Pierre-Héli Monot is Professor of Transnational American Studies (Aesthetics, Political Theory, and Public Humanities) at the Ludwig Maximilian University of Munich, Germany. He was born in Lausanne, Switzerland, and studied at the Humboldt University of Berlin. Since 2020, he has been the Principal Investigator of the ERC Starting Grant The Arts of Autonomy: Pamphleteering, Popular Philology and the Public Sphere. The project examines the global spread of polemical literature since the Enlightenment and the development of political agency among popular readerships.
His major field of study is the intersection of political theory and aesthetics. He is currently working on the transformations of the concept of “universality” during the 20th century. This project adopts a broad perspective on the political history of universality and sets out to examine and historicize “universalist” claims in the public sphere and their cultural, i.e., non-universal underpinnings. While the critique of universalist reason and arguments has been a highly influential position in the humanities and social sciences since the early 1980s, a massive resurgence of arguments claiming either universal validity or universal applicability has been well underway since the early 2010s. This project historicizes these standpoints in a longue durée and global perspective. Its goal is firmly located in international history and intellectual history.
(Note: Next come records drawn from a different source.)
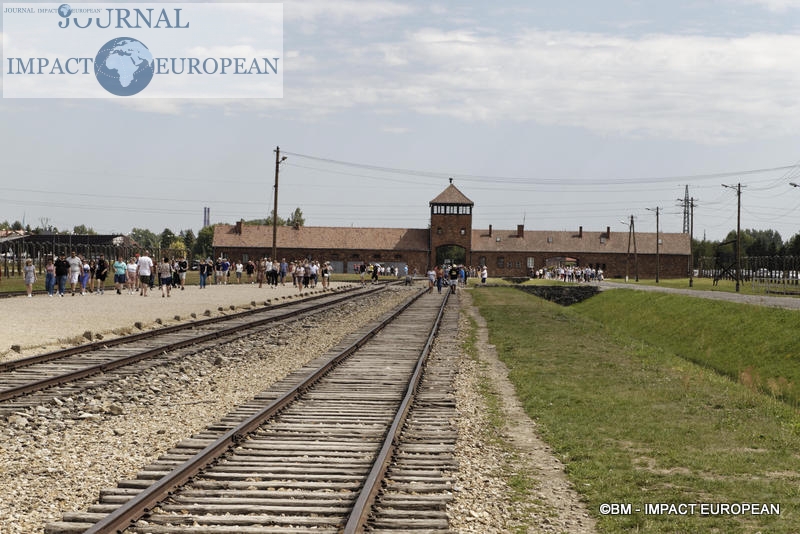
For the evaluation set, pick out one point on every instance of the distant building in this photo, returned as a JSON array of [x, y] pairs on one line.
[[451, 238]]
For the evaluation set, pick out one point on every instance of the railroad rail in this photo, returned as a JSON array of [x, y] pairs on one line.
[[30, 381], [313, 452]]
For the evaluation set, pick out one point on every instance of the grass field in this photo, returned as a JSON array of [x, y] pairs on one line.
[[660, 399]]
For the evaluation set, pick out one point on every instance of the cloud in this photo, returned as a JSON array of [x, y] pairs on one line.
[[707, 89], [776, 6]]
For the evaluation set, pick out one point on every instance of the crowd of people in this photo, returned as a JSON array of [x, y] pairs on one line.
[[80, 275], [453, 276], [140, 273], [570, 273], [302, 274]]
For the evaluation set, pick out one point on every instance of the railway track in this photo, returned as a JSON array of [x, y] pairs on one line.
[[40, 379], [355, 440]]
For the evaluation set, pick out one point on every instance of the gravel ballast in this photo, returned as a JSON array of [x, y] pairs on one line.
[[57, 458]]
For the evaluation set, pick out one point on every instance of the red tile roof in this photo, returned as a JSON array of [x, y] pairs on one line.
[[564, 243], [560, 243], [451, 195], [322, 237]]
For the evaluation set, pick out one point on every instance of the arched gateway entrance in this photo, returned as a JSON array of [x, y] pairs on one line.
[[451, 254]]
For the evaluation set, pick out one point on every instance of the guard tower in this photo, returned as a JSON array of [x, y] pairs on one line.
[[451, 226]]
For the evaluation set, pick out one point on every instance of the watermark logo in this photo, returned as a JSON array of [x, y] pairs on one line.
[[124, 66], [98, 50]]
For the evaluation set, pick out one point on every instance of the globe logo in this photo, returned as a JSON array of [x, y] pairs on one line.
[[123, 66]]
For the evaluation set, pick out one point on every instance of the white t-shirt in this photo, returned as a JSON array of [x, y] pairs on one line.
[[145, 265]]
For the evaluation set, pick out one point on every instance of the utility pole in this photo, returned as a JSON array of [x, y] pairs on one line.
[[278, 161], [691, 242], [658, 244], [686, 222], [631, 234], [738, 190], [688, 227]]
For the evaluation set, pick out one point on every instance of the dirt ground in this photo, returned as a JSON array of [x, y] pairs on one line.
[[568, 513]]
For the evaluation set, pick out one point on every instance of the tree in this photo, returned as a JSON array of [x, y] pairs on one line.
[[793, 246], [203, 245], [761, 242], [178, 246], [144, 238], [188, 239], [296, 218], [167, 237]]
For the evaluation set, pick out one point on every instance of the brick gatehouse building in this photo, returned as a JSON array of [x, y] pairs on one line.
[[451, 237]]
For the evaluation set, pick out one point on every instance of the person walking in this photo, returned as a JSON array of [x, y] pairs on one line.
[[75, 269], [101, 272], [165, 271], [131, 276], [144, 270], [29, 271], [120, 268], [50, 277], [62, 272], [183, 267], [204, 269]]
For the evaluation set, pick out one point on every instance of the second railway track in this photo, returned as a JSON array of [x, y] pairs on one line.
[[37, 380]]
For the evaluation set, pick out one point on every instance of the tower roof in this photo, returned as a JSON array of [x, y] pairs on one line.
[[451, 195]]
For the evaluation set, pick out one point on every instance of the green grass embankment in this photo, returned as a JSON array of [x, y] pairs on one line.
[[615, 386]]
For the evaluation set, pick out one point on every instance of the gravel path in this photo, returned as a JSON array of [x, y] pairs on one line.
[[41, 323], [790, 303], [57, 458]]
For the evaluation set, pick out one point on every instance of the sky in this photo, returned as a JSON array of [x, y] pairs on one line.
[[554, 115]]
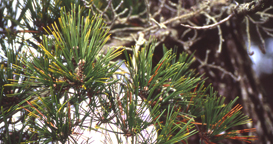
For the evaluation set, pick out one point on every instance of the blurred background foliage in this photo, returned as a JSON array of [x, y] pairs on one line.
[[22, 24]]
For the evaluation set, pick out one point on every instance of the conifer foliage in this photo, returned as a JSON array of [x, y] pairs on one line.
[[71, 84]]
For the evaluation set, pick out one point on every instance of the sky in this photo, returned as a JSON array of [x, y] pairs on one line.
[[262, 64]]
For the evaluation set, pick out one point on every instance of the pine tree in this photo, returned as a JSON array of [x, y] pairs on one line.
[[71, 81]]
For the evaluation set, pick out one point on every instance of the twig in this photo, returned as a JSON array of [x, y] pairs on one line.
[[248, 36], [209, 26]]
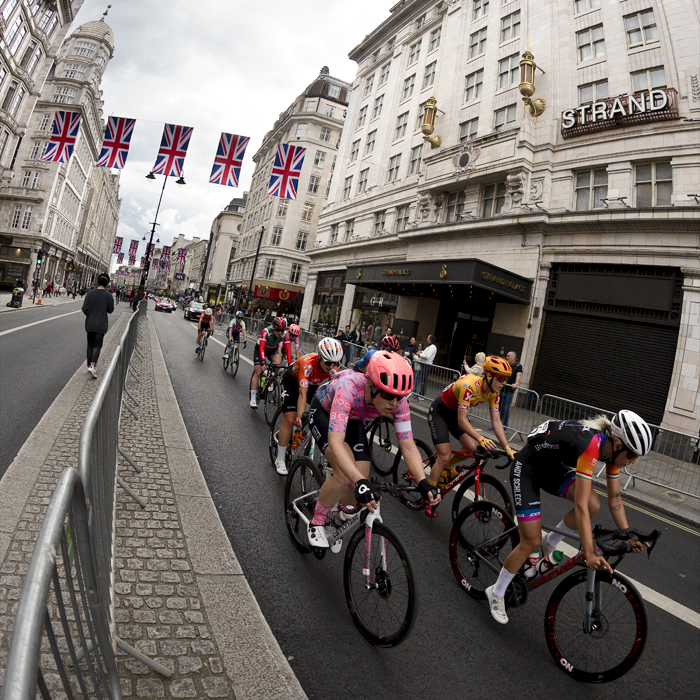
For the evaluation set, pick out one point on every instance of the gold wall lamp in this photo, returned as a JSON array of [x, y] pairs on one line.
[[527, 84]]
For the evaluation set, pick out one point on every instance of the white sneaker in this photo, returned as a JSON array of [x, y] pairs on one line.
[[497, 606], [317, 536]]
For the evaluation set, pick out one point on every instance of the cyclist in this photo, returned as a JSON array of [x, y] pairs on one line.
[[338, 415], [205, 325], [389, 343], [235, 327], [299, 384], [449, 413], [268, 349], [560, 457]]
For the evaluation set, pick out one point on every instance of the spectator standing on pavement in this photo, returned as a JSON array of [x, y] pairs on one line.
[[509, 388], [97, 305]]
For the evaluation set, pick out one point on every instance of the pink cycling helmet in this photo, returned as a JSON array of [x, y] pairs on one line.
[[390, 372]]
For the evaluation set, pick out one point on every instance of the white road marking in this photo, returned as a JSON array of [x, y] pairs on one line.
[[36, 323]]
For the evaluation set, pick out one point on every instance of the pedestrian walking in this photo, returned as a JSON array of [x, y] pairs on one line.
[[97, 305]]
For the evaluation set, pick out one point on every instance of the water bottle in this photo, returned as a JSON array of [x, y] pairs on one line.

Pierre-Héli Monot has held Visiting Fellowships at Harvard University, Brown University, King’s College London, and New York University. His most recent publications include a monograph on conceptions of revolutionary politics among the educated bourgeoisie (Hundert Jahre Zärtlichkeit: Surrealismus, Bürgertum, Revolution, 2024), an essay on the place of historicism in the Culture Wars of the 1980s (“Three Historicist Comments: Otium, Critique, Revolutionary Reformism, or What Was Interesting About the Culture Wars”, Minnesota Review, 2024), and an essay on popular protest in the 2010s (“On Neoclassicism”, 2022). A brief history of polemical literature is forthcoming from Cambridge University Press.